2 min read

A Good Question

Why are so many healthcare workers, including nurses, hesitant to get the Pfizer jab?
A Good Question
A large number of healthcare workers are choosing to leave

Reported yesterday. 1309 staff from DHBs across the country have been stood down following their choice to not vaccinate by the deadline of 15/11/2021. In an already stretched healthcare system, this is a substantial loss.

“The overwhelming majority of stood-down staff - where their employment was named - were nurses at 463.” There will be a few doctors and other medical staff in the remaining 700 or so, but if there are fewer than three in a named role in a particular area, they wouldn’t be identified to protect privacy.

These are people who have been on the frontline, taking risks daily for the last 18 months. Anyone mildly curious would ask why so many healthcare workers, including nurses, are hesitant to get the Pfizer jab? After all, we can’t exactly claim that they don’t understand medicine.

This outcome is in line with what’s happened overseas. There’s research which seeks to quantify and understand why so many Health Care Workers (HCWs) are hesitant, to the point they would rather leave their profession than take the jab.

In a survey of Israeli HCWs the percentage of nurses who indicated yes to their vaccination intention was 61% (39% in the no group) compared to 78% for physicians and 75% of the general population saying yes. In the USA only 36% of HCWs said they were willing to get jabbed, with 56% saying they weren’t sure and wanted to wait until more data was available. Low acceptance rates were also seen with nurses in Hong Kong.
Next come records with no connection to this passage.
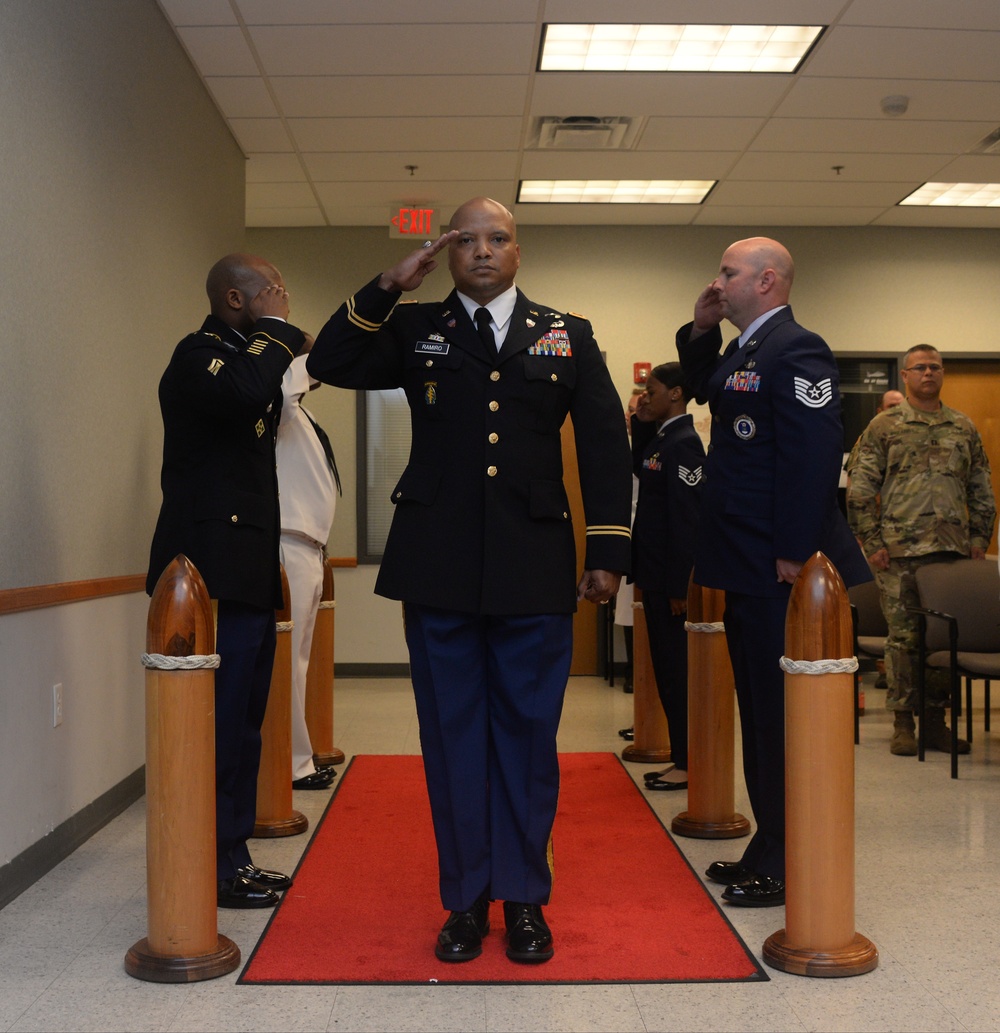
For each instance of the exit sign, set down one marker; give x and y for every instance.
(413, 222)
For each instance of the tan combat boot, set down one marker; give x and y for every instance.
(904, 742)
(936, 733)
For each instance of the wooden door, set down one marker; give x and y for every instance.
(972, 386)
(585, 620)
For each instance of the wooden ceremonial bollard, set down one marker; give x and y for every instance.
(319, 680)
(276, 816)
(183, 944)
(819, 937)
(711, 812)
(652, 742)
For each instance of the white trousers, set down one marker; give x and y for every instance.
(304, 567)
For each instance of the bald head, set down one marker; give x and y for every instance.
(754, 276)
(232, 282)
(479, 206)
(889, 400)
(485, 255)
(247, 274)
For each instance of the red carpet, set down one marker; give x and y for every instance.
(625, 906)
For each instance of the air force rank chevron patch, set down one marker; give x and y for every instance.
(815, 396)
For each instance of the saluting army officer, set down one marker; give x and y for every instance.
(480, 549)
(220, 397)
(769, 501)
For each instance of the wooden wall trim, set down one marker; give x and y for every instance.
(14, 600)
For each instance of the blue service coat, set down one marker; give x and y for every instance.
(481, 523)
(774, 460)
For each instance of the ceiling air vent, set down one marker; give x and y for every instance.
(585, 132)
(989, 144)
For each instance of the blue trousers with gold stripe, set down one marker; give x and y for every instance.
(489, 695)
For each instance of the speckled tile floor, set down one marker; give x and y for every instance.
(927, 867)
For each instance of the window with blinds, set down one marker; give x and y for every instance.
(383, 445)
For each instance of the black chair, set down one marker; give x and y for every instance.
(959, 631)
(870, 632)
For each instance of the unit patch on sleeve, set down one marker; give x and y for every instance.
(743, 380)
(815, 396)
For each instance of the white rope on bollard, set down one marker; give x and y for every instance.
(157, 661)
(713, 627)
(845, 666)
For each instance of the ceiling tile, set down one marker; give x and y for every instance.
(415, 133)
(260, 134)
(889, 135)
(242, 96)
(198, 11)
(393, 50)
(861, 51)
(219, 51)
(363, 96)
(379, 12)
(391, 165)
(275, 168)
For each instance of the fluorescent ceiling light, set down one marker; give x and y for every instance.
(614, 191)
(956, 195)
(676, 48)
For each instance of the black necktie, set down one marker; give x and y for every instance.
(327, 449)
(486, 331)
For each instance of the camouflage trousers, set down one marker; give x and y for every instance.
(898, 589)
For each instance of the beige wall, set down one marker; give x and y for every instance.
(121, 186)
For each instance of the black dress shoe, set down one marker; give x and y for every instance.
(321, 778)
(461, 937)
(241, 891)
(728, 872)
(264, 877)
(759, 890)
(529, 939)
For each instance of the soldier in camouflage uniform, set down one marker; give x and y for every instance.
(918, 493)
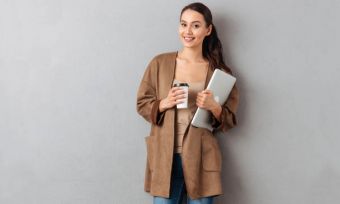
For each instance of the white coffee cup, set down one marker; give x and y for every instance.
(185, 87)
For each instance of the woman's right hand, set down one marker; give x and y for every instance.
(175, 96)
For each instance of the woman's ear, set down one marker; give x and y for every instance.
(209, 30)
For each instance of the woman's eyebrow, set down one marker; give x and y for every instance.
(191, 22)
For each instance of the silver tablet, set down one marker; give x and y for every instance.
(221, 85)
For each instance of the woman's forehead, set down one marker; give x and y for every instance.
(191, 16)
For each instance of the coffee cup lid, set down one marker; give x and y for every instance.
(181, 84)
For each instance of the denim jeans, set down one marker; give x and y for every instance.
(177, 189)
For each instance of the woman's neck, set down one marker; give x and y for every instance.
(191, 54)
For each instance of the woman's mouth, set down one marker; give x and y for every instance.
(189, 39)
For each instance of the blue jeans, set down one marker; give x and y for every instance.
(177, 189)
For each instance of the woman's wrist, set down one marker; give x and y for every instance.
(161, 107)
(216, 110)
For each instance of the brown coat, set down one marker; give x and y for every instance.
(201, 155)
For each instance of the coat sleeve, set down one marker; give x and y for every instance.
(228, 114)
(147, 100)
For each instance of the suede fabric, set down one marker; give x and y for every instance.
(201, 155)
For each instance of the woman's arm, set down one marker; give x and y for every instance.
(147, 101)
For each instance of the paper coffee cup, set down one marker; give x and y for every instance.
(185, 87)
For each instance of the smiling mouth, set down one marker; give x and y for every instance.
(189, 39)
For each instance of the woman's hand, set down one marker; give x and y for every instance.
(205, 99)
(175, 96)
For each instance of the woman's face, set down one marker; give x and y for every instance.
(192, 29)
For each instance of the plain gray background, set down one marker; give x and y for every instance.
(69, 73)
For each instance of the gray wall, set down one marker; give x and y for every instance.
(69, 72)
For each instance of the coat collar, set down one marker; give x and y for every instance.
(170, 76)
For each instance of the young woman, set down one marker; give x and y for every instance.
(181, 159)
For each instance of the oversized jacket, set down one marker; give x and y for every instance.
(201, 155)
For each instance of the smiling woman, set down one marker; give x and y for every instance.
(181, 159)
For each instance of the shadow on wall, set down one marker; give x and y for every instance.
(233, 188)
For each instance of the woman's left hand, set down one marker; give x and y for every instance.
(205, 99)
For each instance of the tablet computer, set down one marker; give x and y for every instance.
(221, 84)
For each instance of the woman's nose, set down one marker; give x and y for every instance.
(188, 30)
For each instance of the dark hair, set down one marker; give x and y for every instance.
(212, 47)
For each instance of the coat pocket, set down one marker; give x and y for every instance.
(150, 148)
(211, 154)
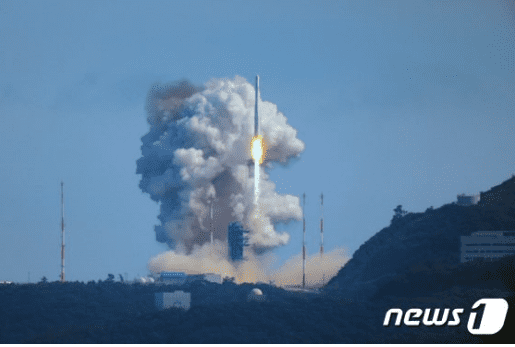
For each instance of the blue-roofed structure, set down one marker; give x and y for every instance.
(173, 277)
(237, 239)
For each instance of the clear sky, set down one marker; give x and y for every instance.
(398, 102)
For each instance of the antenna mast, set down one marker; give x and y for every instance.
(322, 232)
(322, 225)
(62, 232)
(303, 242)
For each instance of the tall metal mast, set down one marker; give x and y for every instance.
(211, 218)
(303, 242)
(322, 233)
(322, 225)
(62, 232)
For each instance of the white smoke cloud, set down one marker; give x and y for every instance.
(212, 258)
(198, 150)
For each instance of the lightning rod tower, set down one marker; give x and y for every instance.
(62, 232)
(322, 233)
(303, 242)
(322, 225)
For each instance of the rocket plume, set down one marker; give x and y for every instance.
(198, 149)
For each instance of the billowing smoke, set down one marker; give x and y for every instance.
(213, 259)
(196, 156)
(197, 153)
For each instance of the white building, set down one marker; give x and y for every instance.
(178, 299)
(487, 244)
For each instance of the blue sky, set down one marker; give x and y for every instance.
(398, 102)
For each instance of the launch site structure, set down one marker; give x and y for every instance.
(303, 242)
(62, 233)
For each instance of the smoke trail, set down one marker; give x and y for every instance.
(213, 259)
(198, 150)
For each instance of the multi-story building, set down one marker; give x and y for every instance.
(487, 244)
(468, 200)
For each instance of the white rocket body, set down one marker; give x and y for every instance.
(256, 115)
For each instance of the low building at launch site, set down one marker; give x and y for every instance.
(468, 200)
(488, 245)
(179, 278)
(177, 299)
(237, 239)
(176, 278)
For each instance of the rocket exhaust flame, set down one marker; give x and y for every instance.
(198, 149)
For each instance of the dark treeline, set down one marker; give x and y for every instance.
(122, 313)
(413, 263)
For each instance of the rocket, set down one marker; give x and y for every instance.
(256, 115)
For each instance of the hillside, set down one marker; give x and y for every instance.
(418, 239)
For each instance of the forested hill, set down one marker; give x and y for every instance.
(421, 239)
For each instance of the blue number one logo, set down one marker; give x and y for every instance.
(492, 319)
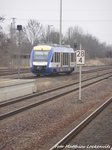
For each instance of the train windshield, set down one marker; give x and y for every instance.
(41, 56)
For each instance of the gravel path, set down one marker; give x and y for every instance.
(97, 135)
(40, 127)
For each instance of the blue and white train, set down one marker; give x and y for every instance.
(47, 60)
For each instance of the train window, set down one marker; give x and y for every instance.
(56, 57)
(65, 58)
(41, 55)
(72, 57)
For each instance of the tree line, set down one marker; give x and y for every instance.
(35, 33)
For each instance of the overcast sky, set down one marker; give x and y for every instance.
(93, 16)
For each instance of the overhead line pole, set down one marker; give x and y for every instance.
(60, 37)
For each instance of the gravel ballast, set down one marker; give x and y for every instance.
(40, 127)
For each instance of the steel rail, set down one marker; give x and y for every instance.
(19, 110)
(19, 99)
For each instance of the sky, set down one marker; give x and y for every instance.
(93, 16)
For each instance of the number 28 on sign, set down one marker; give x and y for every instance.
(80, 57)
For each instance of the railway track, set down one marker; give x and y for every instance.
(10, 108)
(14, 72)
(76, 130)
(5, 72)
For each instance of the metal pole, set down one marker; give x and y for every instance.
(80, 69)
(60, 37)
(19, 56)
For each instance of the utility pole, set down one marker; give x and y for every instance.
(13, 29)
(19, 28)
(60, 37)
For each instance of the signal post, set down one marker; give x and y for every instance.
(80, 60)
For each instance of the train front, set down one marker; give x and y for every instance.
(39, 59)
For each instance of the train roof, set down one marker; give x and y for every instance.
(55, 47)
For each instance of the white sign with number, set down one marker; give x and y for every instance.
(80, 57)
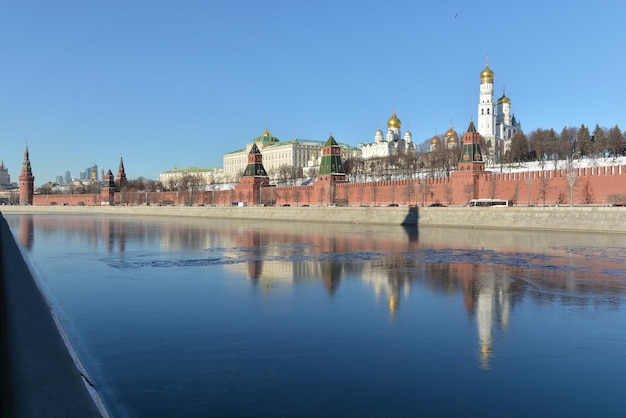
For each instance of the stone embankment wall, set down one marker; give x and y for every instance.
(40, 376)
(591, 219)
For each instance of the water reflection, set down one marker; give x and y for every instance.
(490, 272)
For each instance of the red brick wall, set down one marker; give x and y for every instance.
(600, 182)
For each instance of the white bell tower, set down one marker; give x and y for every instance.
(486, 106)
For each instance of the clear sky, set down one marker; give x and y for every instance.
(170, 84)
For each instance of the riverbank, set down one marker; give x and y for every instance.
(40, 373)
(560, 218)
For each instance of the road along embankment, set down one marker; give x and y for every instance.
(559, 218)
(40, 374)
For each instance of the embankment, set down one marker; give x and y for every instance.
(563, 218)
(39, 375)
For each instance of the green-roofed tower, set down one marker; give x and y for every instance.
(471, 155)
(331, 161)
(255, 163)
(253, 180)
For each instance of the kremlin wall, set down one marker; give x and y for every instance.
(602, 185)
(592, 185)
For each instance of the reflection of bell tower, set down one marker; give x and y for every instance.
(331, 275)
(108, 190)
(26, 181)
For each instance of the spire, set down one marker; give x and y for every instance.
(26, 169)
(120, 179)
(26, 181)
(255, 163)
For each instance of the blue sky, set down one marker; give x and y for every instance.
(179, 83)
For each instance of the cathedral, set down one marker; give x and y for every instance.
(391, 143)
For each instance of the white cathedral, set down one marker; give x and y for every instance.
(496, 122)
(393, 143)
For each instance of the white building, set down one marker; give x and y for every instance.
(496, 122)
(391, 143)
(299, 153)
(206, 176)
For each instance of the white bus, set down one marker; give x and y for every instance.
(491, 202)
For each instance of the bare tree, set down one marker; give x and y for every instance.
(297, 195)
(519, 148)
(599, 141)
(493, 186)
(469, 191)
(583, 143)
(615, 142)
(447, 190)
(587, 193)
(543, 187)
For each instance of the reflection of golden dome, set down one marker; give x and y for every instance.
(393, 121)
(393, 301)
(504, 99)
(451, 136)
(487, 75)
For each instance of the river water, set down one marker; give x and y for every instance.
(186, 317)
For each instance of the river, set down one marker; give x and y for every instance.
(187, 317)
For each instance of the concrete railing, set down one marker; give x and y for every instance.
(559, 218)
(41, 375)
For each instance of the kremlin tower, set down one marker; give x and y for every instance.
(27, 181)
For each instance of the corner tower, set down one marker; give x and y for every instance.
(27, 181)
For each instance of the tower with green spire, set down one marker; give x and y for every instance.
(330, 173)
(331, 167)
(471, 156)
(254, 179)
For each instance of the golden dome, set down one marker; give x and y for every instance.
(393, 121)
(504, 99)
(451, 136)
(486, 76)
In these studies, the reasons given by HCWs were:

1) Safety concerns over the speed vaccines were developed and mRNA technology

2) Preference to achieve natural immunity as opposed to vaccine immunity

3) Lack of trust in Governments and health organisations

4) Personal freedom and autonomy (resistance to coercion)

The online paper (with the above studies referenced) provides recommendations to overcoming this hesitancy. It comes across as patronising in places – just communicate harder and let them feel like they have a say.

As if we haven’t had the messaging rammed down our throats relentlessly? Considering the most recent research showing superiority of natural immunity, lack of vaccine durability plus infection and transmissibility, irrespective of vaccination status, the reasons cited for hesitancy look, reasonable.

It presupposes that HCWs are not capable of making rational choices. The online article goes so far as to suggest a level of cognitive weakness – these HCWs may be influenced by people online (who are not singing from the Government approved hymn sheet).

Many experienced doctors with specialised knowledge are indeed online and providing alternative perspectives based on their professional knowledge. People such as Dr Peter McCullough have full medical caseloads but he still finds time to extend his reach, educating thousands more people via digital platforms.

Time will tell. One day these ‘rogue’ doctors online could well be known as the hero dissenters with courage and foresight, and not the villains they’re being painted as.

The fact that 56% of HCWs in the USA study said they wanted to wait until more data was available, suggests a cautious and rational choice is being made. They’re certainly not lazy and ‘too busy watching Netflix to get vaccinated’, as Mike Hosking scornfully suggested of the vaccine hesitant in New Zealand.

These HCWs may even be aware that this isn’t the first time vaccines have been rushed into circulation, only to be withdrawn just as quickly over safety concerns. This is what happened in the 2009-10 Swine Flu pandemic where millions of people were vaccinated in Britain and Europe. The Pandemrix jab was withdrawn after a sharp rise in narcolepsy was seen. Legal cases for compensation were still being heard in 2017.